A Guide to Understanding Python Lambda Functions

avatar

Nishant Singh

Data Analyst

Lambda functions (also known as anonymous functions) can feel a bit abstract at first, but once you understand it, they become one of the most powerful tools in your Python toolkit especially for data analysis related tasks.

March 9, 2026
pythontutorial

I don't know if abyone is going to read this blog or not, but I am jusing eriting this so I can take a quick overview of the topic when needed. As lambda function is something that is not used very often so I always tend to forget the synatx. I know that syntax is something that can be googled within a second but I always prefer to have my own notes.

What is Lambda Function?

In Python, a lambda function is a small, restricted function that can be defined without a name. While a normal function is defined using the def keyword, a lambda function uses the lambda keyword. It can be seen as a way of looking cool but it's a practical way of writing functions specially if they need to be disposable or just one liner.

Syntax

lambda arguments: expression
  • lambda: The keyword that starts the function.
  • arguments: The inputs (like x,yx, y).
  • expression: A single piece of code that is executed and returned.

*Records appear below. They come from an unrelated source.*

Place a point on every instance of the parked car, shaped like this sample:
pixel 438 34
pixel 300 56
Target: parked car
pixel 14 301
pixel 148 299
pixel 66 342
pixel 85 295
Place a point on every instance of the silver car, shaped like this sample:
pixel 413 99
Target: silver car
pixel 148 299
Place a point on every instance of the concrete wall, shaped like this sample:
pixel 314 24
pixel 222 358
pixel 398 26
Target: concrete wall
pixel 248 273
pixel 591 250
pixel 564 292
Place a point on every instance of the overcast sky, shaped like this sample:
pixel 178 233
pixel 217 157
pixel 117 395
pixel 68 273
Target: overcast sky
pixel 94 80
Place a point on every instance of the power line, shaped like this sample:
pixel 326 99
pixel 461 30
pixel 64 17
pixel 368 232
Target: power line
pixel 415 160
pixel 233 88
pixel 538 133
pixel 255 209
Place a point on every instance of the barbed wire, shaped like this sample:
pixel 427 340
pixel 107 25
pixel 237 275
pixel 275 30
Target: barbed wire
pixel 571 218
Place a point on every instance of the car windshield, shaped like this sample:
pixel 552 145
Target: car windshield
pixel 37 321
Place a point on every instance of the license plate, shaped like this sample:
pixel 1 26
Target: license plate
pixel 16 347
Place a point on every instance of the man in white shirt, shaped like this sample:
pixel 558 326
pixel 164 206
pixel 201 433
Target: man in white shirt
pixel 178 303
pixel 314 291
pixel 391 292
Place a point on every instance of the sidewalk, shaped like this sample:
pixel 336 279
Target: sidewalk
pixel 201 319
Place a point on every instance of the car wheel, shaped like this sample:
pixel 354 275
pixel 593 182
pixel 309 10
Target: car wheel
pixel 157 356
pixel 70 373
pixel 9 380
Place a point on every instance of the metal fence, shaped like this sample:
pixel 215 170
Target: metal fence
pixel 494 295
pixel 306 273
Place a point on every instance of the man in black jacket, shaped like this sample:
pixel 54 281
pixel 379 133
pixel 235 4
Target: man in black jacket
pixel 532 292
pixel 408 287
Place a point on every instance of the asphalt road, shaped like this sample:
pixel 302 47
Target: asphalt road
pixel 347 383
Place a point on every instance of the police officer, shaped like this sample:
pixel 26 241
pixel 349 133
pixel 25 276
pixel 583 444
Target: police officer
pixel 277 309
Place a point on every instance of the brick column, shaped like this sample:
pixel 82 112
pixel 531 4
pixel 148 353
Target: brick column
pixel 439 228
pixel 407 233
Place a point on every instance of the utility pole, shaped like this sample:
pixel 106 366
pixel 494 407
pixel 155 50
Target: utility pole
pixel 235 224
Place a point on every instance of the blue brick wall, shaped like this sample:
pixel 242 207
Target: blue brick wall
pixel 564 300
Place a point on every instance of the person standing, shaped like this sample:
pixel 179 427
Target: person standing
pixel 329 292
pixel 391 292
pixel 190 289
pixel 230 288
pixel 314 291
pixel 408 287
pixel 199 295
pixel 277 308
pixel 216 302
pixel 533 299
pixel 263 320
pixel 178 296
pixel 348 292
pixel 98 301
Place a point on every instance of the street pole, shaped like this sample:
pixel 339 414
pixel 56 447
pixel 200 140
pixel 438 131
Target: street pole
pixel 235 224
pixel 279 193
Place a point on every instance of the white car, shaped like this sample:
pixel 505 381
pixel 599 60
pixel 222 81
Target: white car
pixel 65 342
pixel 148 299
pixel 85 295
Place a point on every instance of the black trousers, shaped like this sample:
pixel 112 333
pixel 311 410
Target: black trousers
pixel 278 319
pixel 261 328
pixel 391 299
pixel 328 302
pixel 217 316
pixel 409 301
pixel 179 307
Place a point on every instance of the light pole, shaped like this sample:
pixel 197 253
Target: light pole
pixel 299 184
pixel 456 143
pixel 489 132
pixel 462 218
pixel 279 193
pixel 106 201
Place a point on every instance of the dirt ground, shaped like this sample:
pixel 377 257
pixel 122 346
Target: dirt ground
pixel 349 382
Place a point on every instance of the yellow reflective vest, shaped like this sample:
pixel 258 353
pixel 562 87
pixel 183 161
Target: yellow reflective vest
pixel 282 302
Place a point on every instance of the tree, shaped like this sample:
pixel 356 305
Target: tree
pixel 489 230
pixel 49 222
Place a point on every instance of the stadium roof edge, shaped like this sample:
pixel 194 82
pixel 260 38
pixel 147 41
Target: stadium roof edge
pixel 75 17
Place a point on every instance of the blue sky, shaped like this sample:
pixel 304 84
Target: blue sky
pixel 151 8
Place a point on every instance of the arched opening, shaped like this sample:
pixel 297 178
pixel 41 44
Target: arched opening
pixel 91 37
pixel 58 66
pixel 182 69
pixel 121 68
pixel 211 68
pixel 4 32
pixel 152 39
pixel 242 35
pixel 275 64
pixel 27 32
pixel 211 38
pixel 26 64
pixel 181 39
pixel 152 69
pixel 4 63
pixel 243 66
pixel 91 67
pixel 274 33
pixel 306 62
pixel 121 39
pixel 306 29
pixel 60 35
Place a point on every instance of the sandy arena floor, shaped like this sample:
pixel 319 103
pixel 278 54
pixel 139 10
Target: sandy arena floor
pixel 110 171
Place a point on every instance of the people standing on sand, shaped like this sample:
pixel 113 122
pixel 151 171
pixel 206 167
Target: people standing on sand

Taking a simple addition as example

  • User Defined Function
    def add(x, y):
        return x+y
    print(add(10, 2)) #Output: 12
    
  • Lambda Function
    add_lambda = lambda x, y: x + y
    print(add_lambda(5, 3)) # Output: 8
    

Basic side-by-side comparison

FeatureUser-Defined Function (def)Lambda Function (lambda)
NameHas a formal name.Anonymous (no name).
KeywordsUses def and return.Uses lambda; return is implicit.
ComplexityCan have multiple lines, loops, and complex logic.Restricted to a single expression.
ReuseDesigned to be reused throughout a program.Usually used once as an argument to another function.
ReadabilityBetter for long, descriptive logic.Better for "one-liners" that keep code concise.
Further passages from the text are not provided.